Staff A, Nurse Manager of the Behavioral Health Unit, was interviewed on 05/04/17 at 5:15 PM. According to Staff A, all patients admitted to any unit of the hospital expressing an emotional concern are assessed for their risk of suicide using the Modified SAD PERSONS scale. This scale is a suicide risk assessment calculated through evaluation of 10 factors (sex, age, depression level, previous suicide attempts, excessive alcohol or drug use, rational thinking loss, single or widowed or divorced, organized or serious attempt, no social support and stated future intent).

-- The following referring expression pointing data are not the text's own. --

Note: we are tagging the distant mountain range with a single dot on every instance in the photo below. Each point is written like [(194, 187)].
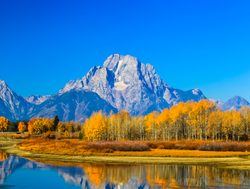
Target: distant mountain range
[(122, 83)]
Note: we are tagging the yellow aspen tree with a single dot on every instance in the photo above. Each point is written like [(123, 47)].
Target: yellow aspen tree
[(4, 123), (22, 127), (151, 125), (95, 128)]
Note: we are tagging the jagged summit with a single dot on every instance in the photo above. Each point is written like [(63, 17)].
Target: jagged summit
[(121, 83), (128, 84)]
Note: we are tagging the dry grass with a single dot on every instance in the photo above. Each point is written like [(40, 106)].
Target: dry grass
[(143, 149), (11, 135), (201, 145)]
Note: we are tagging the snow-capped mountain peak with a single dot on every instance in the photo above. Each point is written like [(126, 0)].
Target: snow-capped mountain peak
[(128, 84)]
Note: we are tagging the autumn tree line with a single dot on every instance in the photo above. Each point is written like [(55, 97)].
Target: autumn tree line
[(185, 121)]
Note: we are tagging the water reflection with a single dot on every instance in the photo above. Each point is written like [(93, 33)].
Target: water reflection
[(126, 176)]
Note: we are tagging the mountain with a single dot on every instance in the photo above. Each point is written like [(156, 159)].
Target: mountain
[(128, 84), (72, 105), (37, 99), (12, 106), (234, 103), (122, 83)]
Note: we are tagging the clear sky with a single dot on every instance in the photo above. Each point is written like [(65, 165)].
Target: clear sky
[(192, 44)]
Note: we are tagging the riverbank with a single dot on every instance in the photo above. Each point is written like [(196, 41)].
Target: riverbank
[(235, 160)]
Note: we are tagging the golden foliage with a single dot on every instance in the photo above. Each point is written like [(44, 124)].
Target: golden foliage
[(4, 123)]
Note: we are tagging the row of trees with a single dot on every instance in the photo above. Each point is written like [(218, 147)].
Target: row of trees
[(192, 120), (185, 121)]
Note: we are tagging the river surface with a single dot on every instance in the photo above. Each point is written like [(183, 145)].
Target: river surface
[(20, 173)]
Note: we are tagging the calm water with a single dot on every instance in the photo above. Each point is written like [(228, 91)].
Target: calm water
[(19, 173)]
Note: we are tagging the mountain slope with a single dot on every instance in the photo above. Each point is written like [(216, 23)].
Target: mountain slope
[(72, 105), (128, 84), (234, 103), (12, 106)]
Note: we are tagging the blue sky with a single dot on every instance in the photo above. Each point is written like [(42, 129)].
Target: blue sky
[(192, 44)]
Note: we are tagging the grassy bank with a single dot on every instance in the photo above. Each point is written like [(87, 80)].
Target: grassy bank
[(75, 151)]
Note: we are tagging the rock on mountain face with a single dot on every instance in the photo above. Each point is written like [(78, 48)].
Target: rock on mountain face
[(128, 84), (72, 105), (234, 103), (12, 106), (122, 83)]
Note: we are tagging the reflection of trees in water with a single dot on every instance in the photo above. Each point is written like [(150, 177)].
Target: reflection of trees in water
[(3, 156), (136, 176), (166, 176)]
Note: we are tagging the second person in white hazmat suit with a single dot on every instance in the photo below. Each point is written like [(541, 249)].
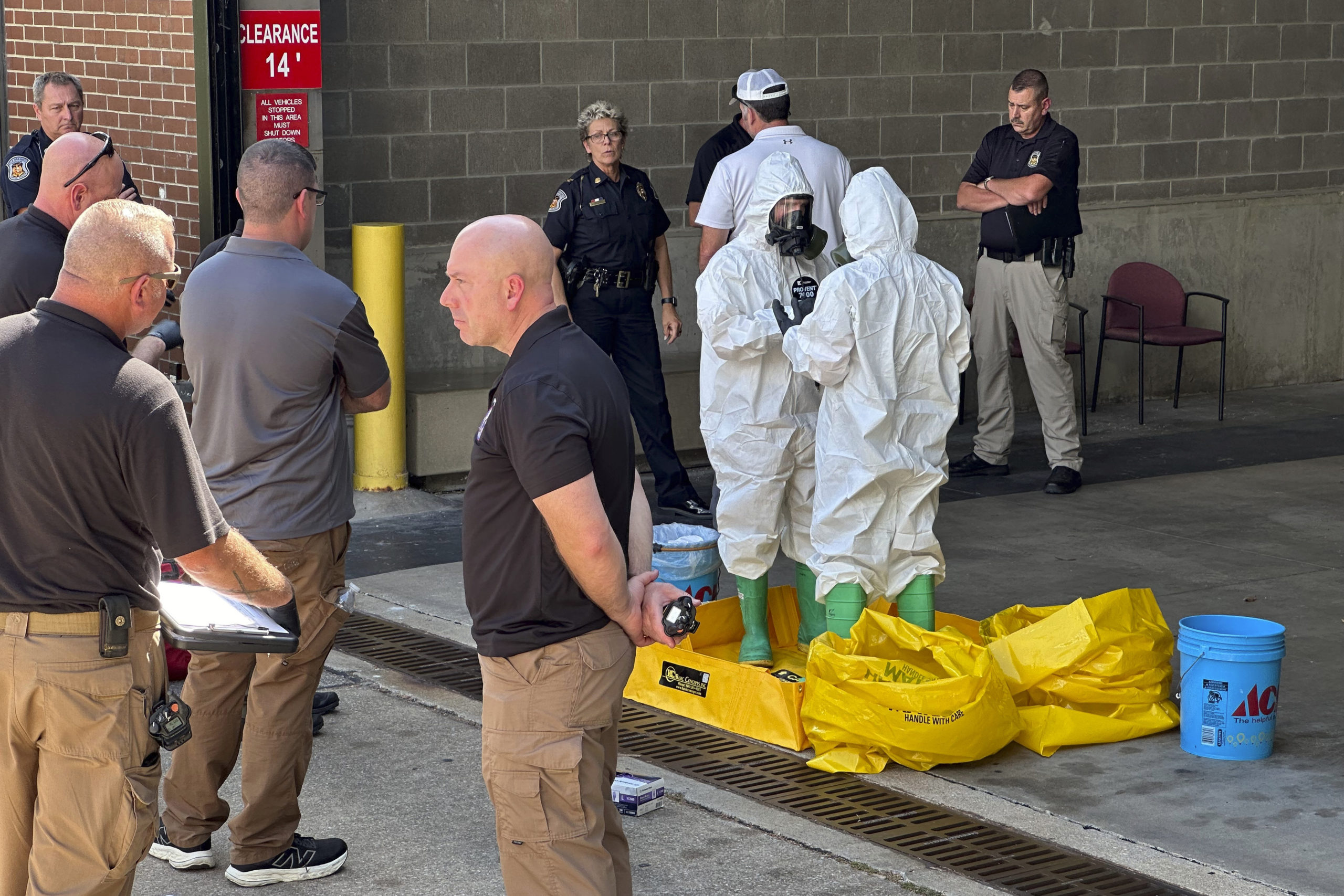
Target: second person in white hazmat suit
[(757, 416), (887, 342)]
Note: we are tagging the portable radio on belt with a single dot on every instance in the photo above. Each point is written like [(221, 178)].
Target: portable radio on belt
[(113, 626)]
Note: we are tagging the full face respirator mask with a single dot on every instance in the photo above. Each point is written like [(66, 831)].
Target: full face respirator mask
[(792, 231)]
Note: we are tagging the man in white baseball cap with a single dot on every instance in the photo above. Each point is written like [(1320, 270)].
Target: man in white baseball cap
[(764, 100)]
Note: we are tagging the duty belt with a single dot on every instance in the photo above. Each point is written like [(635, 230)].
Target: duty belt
[(601, 277), (1010, 257)]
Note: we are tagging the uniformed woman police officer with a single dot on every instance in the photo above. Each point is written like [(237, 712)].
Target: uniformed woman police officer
[(608, 230)]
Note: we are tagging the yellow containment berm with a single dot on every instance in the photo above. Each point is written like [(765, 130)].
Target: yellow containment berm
[(1096, 671)]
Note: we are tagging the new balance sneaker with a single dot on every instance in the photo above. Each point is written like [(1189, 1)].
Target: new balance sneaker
[(304, 860), (182, 858)]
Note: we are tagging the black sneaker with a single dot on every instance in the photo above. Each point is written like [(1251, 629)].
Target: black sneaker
[(324, 702), (975, 465), (181, 858), (1064, 481), (304, 860), (690, 510)]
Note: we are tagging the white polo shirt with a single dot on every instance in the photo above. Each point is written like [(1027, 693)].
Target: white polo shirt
[(730, 188)]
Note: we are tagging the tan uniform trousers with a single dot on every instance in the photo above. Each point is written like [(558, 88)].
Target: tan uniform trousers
[(78, 769), (1034, 300), (549, 724), (277, 739)]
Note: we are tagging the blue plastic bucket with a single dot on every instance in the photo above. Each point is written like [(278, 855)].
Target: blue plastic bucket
[(689, 558), (1229, 673)]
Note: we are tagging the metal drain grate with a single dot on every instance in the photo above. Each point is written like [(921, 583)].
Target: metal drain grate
[(995, 856)]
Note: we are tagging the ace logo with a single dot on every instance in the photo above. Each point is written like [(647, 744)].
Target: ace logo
[(1258, 703)]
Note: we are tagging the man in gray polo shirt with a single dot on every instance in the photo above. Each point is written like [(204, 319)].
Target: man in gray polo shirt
[(277, 351)]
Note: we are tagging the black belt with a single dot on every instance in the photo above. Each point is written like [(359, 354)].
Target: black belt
[(1011, 257), (601, 277)]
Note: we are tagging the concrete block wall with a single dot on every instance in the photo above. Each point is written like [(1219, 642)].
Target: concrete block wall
[(438, 112)]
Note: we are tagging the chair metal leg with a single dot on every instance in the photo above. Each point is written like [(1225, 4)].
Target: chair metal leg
[(1222, 375), (1140, 382), (1101, 347), (1180, 356)]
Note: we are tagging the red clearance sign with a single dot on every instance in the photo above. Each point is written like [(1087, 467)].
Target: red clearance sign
[(281, 49), (284, 116)]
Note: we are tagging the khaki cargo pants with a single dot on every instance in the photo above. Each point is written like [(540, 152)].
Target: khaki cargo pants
[(277, 739), (1035, 301), (549, 755), (78, 769)]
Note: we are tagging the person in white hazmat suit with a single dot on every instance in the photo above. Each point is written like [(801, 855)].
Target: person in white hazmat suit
[(887, 340), (757, 416)]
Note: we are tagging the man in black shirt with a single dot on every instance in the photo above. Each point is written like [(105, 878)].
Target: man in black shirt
[(1025, 183), (725, 141), (554, 524), (58, 102), (100, 477)]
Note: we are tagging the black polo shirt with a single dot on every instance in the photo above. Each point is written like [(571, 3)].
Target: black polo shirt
[(606, 224), (558, 413), (723, 143), (23, 172), (33, 249), (97, 467), (1052, 152)]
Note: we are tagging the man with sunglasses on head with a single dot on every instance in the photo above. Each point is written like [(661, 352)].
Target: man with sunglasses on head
[(58, 102), (279, 352)]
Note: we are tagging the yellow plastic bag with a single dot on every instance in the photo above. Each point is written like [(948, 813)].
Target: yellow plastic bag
[(702, 680), (1096, 671), (894, 691)]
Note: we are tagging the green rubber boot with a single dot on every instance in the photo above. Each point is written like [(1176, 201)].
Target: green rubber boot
[(756, 642), (844, 606), (812, 616), (915, 604)]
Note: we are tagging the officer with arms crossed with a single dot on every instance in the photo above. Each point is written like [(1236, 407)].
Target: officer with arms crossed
[(1025, 183), (608, 229), (99, 476), (557, 549), (277, 350), (58, 102)]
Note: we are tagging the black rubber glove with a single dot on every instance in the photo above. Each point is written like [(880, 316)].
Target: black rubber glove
[(170, 332), (287, 616)]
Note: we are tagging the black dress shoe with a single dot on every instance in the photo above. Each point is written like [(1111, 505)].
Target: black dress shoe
[(975, 465), (1064, 481), (690, 510), (324, 702)]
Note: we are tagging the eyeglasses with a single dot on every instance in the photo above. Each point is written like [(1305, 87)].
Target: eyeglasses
[(319, 195), (169, 277), (107, 151)]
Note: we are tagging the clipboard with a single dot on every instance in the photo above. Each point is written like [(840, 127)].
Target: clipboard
[(200, 618)]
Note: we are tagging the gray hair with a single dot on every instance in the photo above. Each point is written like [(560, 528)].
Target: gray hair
[(270, 175), (54, 80), (601, 109)]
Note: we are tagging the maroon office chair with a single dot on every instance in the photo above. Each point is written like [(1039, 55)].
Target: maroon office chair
[(1146, 304), (1078, 349)]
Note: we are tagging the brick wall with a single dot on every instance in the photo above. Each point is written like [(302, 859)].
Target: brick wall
[(136, 64), (438, 112)]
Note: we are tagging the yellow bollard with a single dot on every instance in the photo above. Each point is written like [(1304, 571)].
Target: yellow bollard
[(380, 262)]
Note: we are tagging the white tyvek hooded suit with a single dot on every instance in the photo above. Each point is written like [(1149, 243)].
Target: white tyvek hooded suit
[(757, 416), (887, 342)]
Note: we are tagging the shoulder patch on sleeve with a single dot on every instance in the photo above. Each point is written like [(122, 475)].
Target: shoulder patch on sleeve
[(18, 168)]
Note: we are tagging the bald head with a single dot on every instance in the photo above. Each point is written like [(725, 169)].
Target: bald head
[(499, 280), (62, 162)]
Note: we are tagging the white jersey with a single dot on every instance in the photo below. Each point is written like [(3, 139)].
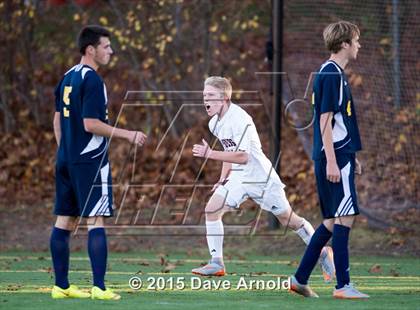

Staff A explained that a score of 6 or more indicates an increased potential suicide risk and staff are required to implement suicide precautions. Suicidal precautions on all units of the facility except the Behavioral unit include supervision using a one staff to one patient (1:1) ratio, removal of harmful items such as cords and belts from the room, and in some instances, placing patients in paper gowns. Staff A revealed that when a Behavioral unit patient is determined to be a higher risk for potential suicide, a registered nurse is required to complete an initial check on the facility observation flowsheet, then an ongoing check every two hours. Staff A stated a patient care technician (PCA) is permitted to complete the observation flowsheet for all other checks.

The facility failed to ensure the suicide risk assessment and precautions policy and procedure was followed on the behavioral health unit.

Staff A was interviewed on 05/05/17 at 12:30 PM. It was confirmed that the observation flowsheets of Patients #4, #5, #6, #8, #9, #1 and #3 lacked documentation the RNs completed the initial and every two hour checks on suicidal patients as required by this policy.